In a recent scoping review3, Rekkas and colleagues identified many methodological approaches for assessing the heterogeneity of treatment effects in RCTs developed in the past 20 years. They grouped predictive models into three broad categories (i.e., risk-based, treatment effect modelling and optimal treatment regimen methods) depending on whether and how they incorporated prognostic variables and relative treatment effect modifiers.

Senn et al.32 showed how to estimate the component of variation corresponding to a patient by treatment interaction and investigate the possibility of individual response to treatment from a replicate cross over study.

In the present work, we illustrated an ML framework to carry out a heterogeneous treatment analysis in the context of RCTs. We take advantage of publicly available data upon publication of two clinical trials (SAIS1 and PROLOGUE studies) that share inclusion and exclusion criteria and a set of common clinical patients’ features. One of them (SAIS1 study15) was used to train an outcome prediction model, which was subsequently applied to the patients enrolled in the second trial (PROLOGUE study14).

Whereas in Senn et al.32, the patient-by-treatment interaction turned out to be unimportant, in our analysis, the heterogeneous treatment analysis made it possible to identify a subgroup of best responders to the treatment. This illustrates the potential applicability of ML in addressing the issue of finding evidence of individual patient response to treatment.

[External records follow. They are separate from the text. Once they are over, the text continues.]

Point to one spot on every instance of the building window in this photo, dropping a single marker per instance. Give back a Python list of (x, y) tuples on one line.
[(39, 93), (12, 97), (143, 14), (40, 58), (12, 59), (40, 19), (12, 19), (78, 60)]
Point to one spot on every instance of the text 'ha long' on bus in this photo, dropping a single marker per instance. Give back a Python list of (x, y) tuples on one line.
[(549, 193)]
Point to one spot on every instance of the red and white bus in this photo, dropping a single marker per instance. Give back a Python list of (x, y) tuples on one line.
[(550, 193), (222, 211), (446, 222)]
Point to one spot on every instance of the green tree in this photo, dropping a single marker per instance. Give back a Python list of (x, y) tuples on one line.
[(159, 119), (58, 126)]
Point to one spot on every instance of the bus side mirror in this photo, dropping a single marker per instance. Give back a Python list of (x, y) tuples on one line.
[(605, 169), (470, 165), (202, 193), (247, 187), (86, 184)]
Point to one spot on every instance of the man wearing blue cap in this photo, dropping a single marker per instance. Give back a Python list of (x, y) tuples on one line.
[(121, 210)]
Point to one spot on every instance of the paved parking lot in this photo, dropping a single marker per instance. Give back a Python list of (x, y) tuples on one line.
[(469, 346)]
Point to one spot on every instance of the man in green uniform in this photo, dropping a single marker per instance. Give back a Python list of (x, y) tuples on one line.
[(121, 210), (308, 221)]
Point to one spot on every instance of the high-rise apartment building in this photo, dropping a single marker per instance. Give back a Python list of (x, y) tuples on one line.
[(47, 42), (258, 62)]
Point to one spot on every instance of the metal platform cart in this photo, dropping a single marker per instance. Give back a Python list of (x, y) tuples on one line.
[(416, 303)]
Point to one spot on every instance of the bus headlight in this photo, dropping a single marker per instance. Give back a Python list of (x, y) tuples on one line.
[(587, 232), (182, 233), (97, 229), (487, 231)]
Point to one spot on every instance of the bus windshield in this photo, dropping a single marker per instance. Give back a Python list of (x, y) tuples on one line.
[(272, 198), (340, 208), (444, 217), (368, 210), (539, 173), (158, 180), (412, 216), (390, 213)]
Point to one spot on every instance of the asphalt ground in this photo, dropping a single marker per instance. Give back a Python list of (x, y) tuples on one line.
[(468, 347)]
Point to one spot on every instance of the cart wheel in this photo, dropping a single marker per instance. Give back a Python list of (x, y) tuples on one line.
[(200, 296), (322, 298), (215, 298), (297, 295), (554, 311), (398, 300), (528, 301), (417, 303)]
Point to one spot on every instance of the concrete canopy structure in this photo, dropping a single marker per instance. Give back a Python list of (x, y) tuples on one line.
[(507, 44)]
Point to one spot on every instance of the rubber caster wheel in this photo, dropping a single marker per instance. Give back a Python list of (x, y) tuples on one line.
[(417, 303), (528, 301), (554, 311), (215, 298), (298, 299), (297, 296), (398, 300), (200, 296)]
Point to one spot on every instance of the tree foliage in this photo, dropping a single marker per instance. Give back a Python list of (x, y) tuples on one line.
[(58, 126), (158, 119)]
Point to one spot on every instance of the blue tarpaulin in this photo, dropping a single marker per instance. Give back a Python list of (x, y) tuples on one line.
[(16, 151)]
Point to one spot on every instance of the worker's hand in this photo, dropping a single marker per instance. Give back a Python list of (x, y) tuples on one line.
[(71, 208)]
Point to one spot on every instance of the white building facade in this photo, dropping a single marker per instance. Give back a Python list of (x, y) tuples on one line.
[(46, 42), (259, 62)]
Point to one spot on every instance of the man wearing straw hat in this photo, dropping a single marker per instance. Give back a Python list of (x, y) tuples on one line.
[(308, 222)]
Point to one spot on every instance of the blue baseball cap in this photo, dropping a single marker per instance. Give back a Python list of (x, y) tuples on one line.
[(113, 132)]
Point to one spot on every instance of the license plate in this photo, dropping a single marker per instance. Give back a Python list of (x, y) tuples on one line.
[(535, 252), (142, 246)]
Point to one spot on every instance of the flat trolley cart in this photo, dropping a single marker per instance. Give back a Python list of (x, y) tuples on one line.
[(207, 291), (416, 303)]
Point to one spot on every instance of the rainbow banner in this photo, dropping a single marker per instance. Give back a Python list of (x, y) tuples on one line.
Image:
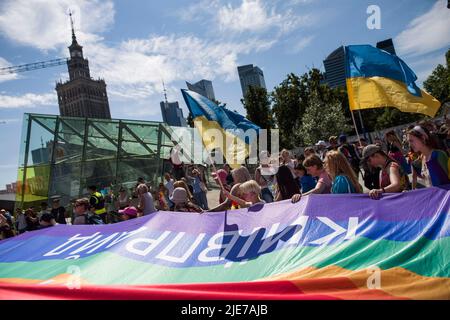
[(323, 247), (377, 78), (221, 129)]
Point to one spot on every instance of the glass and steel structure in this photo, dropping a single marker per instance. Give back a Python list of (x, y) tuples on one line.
[(62, 156)]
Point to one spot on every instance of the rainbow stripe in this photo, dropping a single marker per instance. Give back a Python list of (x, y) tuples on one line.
[(323, 247)]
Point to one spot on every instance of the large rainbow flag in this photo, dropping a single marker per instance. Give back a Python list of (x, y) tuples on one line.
[(323, 247), (376, 78)]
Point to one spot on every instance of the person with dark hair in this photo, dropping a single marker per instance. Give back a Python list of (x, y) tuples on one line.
[(264, 176), (47, 220), (228, 169), (97, 202), (6, 229), (286, 185), (342, 174), (392, 177), (314, 167), (394, 150), (350, 153), (83, 215), (434, 162), (58, 212), (32, 219), (304, 180), (309, 151), (44, 209), (177, 165)]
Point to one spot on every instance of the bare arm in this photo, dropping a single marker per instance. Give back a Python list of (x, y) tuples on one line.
[(318, 189)]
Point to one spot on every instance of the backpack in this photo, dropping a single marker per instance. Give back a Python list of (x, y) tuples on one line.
[(100, 201)]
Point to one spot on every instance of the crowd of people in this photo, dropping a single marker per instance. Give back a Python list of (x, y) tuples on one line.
[(418, 159)]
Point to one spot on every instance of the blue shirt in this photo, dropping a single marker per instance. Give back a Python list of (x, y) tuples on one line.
[(341, 184)]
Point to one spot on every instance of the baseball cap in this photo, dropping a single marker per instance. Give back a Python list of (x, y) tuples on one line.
[(47, 217), (321, 143), (129, 211), (370, 150)]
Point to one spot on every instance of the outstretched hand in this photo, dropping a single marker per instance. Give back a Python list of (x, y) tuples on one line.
[(296, 197)]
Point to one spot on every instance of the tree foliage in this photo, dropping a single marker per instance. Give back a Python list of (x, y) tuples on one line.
[(257, 104), (322, 120), (438, 83)]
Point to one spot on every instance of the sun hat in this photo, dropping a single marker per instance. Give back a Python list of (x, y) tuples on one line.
[(179, 195), (129, 211)]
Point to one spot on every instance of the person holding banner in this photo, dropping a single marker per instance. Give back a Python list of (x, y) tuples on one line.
[(394, 148), (435, 163), (392, 177), (342, 174), (314, 167), (250, 191)]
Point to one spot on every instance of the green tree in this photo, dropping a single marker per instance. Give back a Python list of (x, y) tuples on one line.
[(438, 83), (257, 104), (292, 98), (287, 110), (322, 120)]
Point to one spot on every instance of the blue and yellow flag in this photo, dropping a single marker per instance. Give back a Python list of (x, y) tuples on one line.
[(221, 128), (376, 78)]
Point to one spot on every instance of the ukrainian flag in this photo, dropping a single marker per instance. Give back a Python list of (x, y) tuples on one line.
[(221, 128), (376, 78)]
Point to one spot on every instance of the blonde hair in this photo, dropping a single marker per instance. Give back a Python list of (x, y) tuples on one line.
[(142, 188), (250, 186), (182, 184), (337, 164), (240, 175)]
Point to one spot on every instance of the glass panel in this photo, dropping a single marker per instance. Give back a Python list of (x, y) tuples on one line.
[(139, 139), (101, 173), (69, 146), (102, 140), (131, 169), (41, 140)]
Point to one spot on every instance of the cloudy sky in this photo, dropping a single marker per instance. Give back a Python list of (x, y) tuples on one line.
[(134, 45)]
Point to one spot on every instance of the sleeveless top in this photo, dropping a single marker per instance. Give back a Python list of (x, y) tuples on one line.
[(149, 206)]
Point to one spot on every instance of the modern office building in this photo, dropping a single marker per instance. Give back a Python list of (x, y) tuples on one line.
[(172, 114), (81, 96), (203, 87), (250, 75), (335, 63)]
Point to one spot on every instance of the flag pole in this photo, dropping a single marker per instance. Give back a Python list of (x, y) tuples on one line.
[(347, 72), (356, 128)]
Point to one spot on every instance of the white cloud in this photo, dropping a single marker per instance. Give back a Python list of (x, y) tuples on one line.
[(426, 33), (302, 44), (136, 67), (254, 16), (425, 66), (44, 24), (8, 76), (28, 100)]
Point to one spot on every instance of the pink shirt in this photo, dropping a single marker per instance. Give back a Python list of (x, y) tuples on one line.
[(325, 179)]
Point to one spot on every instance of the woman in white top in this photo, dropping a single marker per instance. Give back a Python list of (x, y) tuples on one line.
[(146, 204), (288, 161)]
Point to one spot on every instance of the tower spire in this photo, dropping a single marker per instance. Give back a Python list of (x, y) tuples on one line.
[(74, 39)]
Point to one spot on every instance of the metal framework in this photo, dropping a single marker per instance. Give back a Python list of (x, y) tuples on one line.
[(82, 151)]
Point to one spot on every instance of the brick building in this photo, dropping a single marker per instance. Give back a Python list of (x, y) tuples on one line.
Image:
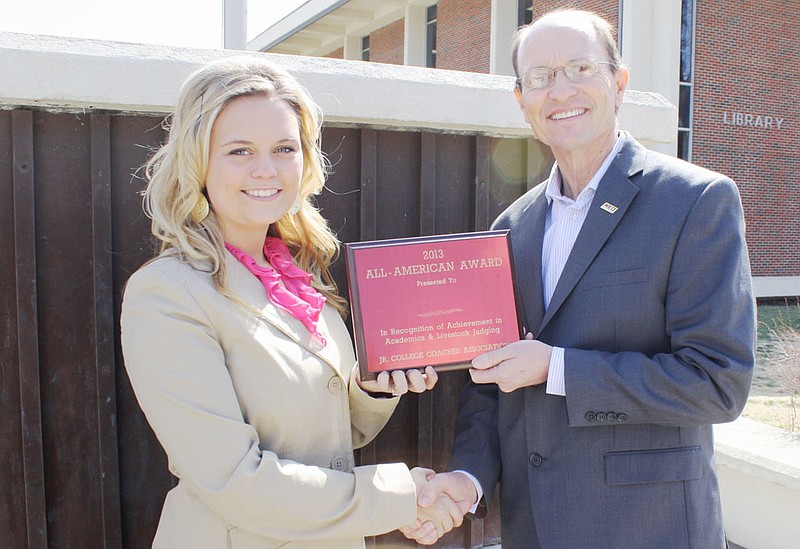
[(729, 66)]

As clinical research is getting increasingly patient-driven, opportunities to deploy artificial intelligence, especially ML, are overgrowing in the perspective of precision medicine. In the last decade, cutting-edge ML techniques have advanced to a degree of maturity that allows them to be employed under real-world conditions to assist decision-making in medical and healthcare settings33. Their added value must be demonstrated through external validation and benchmarked in an explainable, ethical, repeatable, and scalable way.

To avoid the problem of ML, that there is no one best-performing algorithm for all situations and thus to avoid building on several models and choose the out-performing one, we used an ensemble approach called Super Learner. SL has the advantage of weighting more algorithms that contribute more accurately to the final estimate, without forcing to choose an individual model/algorithm.

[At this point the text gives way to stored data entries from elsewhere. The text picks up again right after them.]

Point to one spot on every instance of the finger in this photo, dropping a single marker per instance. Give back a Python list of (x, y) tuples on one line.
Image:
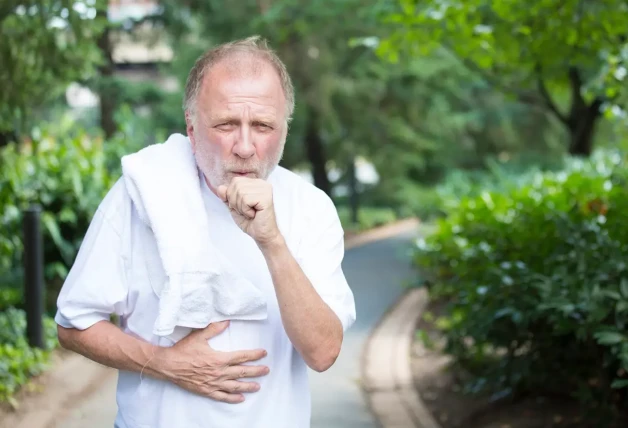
[(240, 372), (214, 329), (247, 205), (226, 398), (240, 357), (233, 386)]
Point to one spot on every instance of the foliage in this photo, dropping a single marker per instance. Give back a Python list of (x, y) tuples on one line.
[(66, 171), (18, 361), (578, 57), (536, 276), (46, 44)]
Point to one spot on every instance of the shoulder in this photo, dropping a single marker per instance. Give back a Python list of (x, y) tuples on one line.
[(115, 207), (313, 210)]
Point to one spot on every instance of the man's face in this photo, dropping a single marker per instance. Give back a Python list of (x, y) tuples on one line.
[(240, 127)]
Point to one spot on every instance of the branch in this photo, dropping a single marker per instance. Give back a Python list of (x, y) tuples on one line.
[(523, 96), (547, 98)]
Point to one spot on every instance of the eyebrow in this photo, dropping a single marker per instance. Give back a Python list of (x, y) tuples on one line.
[(227, 118)]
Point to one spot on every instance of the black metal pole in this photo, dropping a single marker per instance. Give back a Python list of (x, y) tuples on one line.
[(34, 276)]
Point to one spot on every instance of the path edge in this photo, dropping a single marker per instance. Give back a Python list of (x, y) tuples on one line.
[(381, 232), (386, 372)]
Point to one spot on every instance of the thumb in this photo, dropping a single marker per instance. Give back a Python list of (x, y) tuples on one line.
[(214, 329), (222, 192)]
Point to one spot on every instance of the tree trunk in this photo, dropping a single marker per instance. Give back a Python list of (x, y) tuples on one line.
[(106, 92), (582, 129), (316, 154)]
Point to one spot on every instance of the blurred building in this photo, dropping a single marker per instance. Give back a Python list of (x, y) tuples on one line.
[(137, 50)]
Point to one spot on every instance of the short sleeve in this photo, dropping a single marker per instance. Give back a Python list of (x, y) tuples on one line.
[(321, 254), (96, 287)]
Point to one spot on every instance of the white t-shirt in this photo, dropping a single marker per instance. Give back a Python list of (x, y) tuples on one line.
[(112, 274)]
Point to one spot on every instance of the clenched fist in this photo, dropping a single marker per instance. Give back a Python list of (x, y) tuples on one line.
[(251, 203)]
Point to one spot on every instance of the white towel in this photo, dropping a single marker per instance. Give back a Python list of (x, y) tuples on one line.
[(201, 286)]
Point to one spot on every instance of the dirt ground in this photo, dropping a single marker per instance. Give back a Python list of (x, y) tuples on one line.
[(440, 389)]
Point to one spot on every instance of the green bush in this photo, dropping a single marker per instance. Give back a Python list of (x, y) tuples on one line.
[(536, 276), (67, 172), (18, 361)]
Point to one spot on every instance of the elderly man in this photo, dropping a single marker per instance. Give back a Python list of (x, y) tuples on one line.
[(280, 231)]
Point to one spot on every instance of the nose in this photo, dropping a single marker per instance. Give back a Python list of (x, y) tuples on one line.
[(244, 146)]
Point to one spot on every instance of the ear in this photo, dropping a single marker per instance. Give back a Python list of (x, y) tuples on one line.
[(189, 127)]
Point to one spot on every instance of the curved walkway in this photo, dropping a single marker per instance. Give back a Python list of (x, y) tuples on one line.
[(377, 272)]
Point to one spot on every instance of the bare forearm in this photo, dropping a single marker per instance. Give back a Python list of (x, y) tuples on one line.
[(106, 344), (311, 325)]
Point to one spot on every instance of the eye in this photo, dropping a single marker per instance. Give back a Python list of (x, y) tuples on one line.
[(264, 126)]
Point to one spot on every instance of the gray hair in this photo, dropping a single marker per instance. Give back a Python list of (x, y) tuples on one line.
[(253, 45)]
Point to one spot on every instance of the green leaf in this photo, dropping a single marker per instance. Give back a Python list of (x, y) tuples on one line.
[(623, 286), (619, 383)]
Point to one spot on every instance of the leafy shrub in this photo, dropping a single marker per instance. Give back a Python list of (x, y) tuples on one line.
[(536, 276), (18, 361), (67, 172)]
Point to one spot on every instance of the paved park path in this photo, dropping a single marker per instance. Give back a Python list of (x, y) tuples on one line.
[(377, 273)]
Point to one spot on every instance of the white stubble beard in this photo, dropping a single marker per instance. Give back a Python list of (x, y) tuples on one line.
[(217, 171)]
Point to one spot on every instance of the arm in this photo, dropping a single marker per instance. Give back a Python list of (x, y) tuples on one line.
[(312, 326), (190, 364), (97, 286), (106, 344)]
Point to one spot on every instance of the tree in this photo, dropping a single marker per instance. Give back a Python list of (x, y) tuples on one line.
[(44, 45), (565, 56)]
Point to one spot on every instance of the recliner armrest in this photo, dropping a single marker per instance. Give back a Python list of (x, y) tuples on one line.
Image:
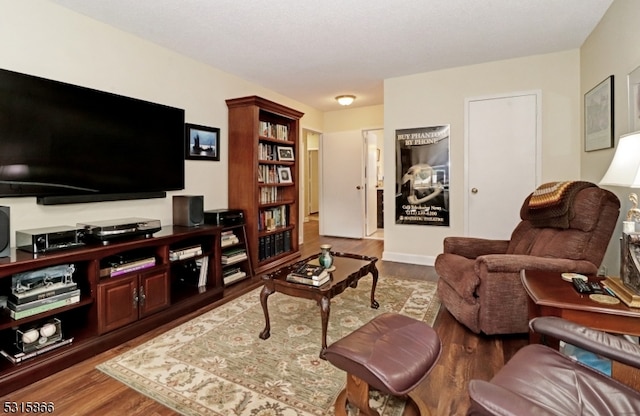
[(598, 342), (471, 247), (514, 263), (499, 401)]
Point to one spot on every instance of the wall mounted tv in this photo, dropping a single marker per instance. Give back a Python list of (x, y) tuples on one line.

Our framework focused on openly and publicly available clinical trials data. As medical research is becoming more patient-driven, the need for broader access to clinical trial data is getting more urgent. Even if still not widely adopted, open data policies34 have renewed the focus on sharing clinical trial data in peer-reviewed scientific journals, with profound implications in clinical practice and research.

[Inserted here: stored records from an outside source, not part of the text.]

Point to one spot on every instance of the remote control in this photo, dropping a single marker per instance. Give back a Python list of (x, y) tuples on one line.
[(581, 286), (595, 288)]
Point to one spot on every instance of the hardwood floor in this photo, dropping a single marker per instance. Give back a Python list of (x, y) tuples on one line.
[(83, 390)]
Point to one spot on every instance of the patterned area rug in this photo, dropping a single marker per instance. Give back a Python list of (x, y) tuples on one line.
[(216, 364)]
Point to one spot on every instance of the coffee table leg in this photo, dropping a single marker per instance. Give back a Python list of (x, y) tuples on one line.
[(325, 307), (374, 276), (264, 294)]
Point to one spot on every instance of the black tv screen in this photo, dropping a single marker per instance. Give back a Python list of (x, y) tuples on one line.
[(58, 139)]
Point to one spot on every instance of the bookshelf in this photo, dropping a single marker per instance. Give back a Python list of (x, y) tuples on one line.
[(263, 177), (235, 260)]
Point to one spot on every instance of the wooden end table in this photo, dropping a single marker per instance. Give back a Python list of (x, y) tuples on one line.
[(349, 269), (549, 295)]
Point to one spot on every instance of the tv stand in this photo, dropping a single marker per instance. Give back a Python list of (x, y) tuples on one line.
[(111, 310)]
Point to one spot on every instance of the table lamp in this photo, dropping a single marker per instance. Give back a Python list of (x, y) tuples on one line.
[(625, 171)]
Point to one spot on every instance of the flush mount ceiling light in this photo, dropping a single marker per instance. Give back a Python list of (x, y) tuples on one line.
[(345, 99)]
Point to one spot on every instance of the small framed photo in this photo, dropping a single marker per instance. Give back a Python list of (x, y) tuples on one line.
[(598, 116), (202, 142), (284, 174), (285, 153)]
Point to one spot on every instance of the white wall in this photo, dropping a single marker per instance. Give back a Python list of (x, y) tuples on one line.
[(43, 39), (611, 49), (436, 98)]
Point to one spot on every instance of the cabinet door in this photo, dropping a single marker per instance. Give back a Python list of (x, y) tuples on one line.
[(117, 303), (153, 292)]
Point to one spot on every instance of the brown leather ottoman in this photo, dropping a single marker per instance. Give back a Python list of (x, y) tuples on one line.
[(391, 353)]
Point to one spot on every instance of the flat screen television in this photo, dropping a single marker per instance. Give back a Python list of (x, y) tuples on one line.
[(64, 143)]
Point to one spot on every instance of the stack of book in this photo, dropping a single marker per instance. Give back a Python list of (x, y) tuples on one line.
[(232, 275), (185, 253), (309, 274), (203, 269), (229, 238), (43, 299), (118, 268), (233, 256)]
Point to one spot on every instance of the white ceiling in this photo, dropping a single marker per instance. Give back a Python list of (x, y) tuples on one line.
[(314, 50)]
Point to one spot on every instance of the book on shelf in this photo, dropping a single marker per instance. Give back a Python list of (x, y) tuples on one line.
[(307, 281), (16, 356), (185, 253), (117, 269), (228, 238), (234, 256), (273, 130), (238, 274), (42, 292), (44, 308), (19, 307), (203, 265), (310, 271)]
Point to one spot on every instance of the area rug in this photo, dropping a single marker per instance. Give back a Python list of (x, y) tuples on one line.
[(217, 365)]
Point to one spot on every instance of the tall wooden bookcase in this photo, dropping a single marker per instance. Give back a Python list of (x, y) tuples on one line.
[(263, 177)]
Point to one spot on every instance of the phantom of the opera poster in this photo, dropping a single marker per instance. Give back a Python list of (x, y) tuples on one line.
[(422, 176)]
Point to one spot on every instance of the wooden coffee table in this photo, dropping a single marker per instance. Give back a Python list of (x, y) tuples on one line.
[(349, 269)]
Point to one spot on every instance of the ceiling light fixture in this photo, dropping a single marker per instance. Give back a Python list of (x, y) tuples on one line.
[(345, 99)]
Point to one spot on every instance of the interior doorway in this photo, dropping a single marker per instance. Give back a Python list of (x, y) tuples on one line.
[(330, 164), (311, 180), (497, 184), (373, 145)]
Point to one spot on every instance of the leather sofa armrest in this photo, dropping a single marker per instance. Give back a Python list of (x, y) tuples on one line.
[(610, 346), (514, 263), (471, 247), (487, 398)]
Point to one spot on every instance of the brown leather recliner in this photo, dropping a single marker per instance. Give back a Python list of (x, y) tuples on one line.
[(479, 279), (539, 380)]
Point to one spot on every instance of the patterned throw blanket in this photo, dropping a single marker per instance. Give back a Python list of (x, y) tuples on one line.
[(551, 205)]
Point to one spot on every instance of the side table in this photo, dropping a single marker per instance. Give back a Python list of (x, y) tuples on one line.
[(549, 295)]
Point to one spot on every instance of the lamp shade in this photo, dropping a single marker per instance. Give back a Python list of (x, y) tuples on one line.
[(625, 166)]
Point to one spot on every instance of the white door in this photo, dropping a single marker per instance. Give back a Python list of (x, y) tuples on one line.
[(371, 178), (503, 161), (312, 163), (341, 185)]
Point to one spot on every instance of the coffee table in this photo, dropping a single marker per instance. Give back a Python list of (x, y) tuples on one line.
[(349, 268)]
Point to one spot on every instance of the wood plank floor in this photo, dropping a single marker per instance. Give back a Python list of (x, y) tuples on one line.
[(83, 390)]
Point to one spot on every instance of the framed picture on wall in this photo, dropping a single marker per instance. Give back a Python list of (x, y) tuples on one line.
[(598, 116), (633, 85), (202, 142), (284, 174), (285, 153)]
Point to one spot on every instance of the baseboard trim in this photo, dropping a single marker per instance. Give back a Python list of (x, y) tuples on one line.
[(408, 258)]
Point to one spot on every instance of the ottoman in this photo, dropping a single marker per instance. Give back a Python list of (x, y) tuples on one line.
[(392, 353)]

Following this approach, ML can be adopted into the clinical trial ecosystem step-by-step, shifting the focus from the framework of clinical trials to personalized medicine8,13. RCTs generate immense operational data but consolidating all data—whatever the source—on a shared analytics platform, supported by open data standards, can foster collaboration and knowledge. Furthermore, incorporating a self-learning system designed to improve predictions can proactively deliver reliable analytics insights to users.